Elaine Brown, former leader of the Black Panther Party, was recently awarded more than $4 million by a Northern California jury, stemming from what was determined to be an assault by an Oakland, Calif., councilwoman in 2015.
Last week, a jury found that Councilwoman Desley Brooks should pay $550,000 to Brown, who was injured after Brooks pushed her during an argument. Brown was also awarded $3.8 million in damages from the city by the same jury in December 2016.
The Associated Press reports that jurors found that Brooks pushed Brown over stacked chairs, and Brown—then 72 years old—had to have surgery for a torn rotator cuff.
The jury also determined that Brown was the victim of elder abuse.
The altercation apparently stemmed from Brown’s venture to build affordable housing for formerly incarcerated people in West Oakland.
Brown testified that during a confrontation at Everett & Jones Barbeque restaurant in October 2015, the councilwoman told her the project was “of no benefit to black people” and physically attacked her after they had a verbal altercation.
Brown was the first and only woman to lead the Black Panther Party, after founder Huey P. Newton fled to Cuba because of murder charges. She held the post for three years but left in 1977, tiring of the virulent sexism within the movement and the organization specifically.

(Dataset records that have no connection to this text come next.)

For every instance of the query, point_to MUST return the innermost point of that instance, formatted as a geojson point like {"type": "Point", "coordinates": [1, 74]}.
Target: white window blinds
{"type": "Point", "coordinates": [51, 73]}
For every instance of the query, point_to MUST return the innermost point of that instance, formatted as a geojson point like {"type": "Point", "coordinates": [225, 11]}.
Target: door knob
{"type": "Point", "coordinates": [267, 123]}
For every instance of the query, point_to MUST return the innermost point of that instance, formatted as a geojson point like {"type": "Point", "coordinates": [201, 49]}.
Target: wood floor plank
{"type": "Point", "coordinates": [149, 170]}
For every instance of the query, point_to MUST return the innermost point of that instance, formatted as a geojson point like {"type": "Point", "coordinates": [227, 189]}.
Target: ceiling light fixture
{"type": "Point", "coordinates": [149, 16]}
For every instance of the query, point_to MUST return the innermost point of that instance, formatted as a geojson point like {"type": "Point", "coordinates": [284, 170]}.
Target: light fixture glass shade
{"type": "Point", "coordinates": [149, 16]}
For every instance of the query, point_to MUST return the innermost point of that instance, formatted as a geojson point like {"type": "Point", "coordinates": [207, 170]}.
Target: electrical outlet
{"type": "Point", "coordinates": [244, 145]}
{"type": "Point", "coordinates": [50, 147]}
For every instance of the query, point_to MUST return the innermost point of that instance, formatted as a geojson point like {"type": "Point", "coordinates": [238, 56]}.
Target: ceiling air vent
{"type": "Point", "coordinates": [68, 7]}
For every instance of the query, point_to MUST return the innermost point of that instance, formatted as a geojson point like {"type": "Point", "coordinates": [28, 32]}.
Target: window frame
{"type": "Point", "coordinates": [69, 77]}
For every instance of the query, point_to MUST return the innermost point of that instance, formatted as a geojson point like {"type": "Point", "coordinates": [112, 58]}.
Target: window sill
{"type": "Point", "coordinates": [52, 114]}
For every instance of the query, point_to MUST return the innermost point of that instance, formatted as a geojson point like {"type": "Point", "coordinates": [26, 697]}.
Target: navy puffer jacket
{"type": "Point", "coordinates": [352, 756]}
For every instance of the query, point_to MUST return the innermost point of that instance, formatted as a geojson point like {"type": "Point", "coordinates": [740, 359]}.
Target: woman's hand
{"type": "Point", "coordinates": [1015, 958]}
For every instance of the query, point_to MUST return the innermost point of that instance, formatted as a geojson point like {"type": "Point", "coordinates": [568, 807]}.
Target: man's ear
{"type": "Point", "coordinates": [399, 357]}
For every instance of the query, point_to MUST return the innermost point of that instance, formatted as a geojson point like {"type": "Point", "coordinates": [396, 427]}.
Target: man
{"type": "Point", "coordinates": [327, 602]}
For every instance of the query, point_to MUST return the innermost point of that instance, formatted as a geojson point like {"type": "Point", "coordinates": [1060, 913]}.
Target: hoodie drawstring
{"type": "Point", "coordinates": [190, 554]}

In her years since being one of the most prominent faces of the Black Panther Party, Brown went on to write several books and in 2003 co-founded the National Alliance for Radical Prison Reform, which assists prisoners with housing after they are released—the root of Brown’s argument with Brooks.
“I feel grateful to the jury for understanding that this wasn’t an issue of two black women fighting in a bar,” Brown said Monday. “This was someone who was an elected official who abused her power.”
Brooks, in response, said that the judgment was “disappointing but not unexpected.”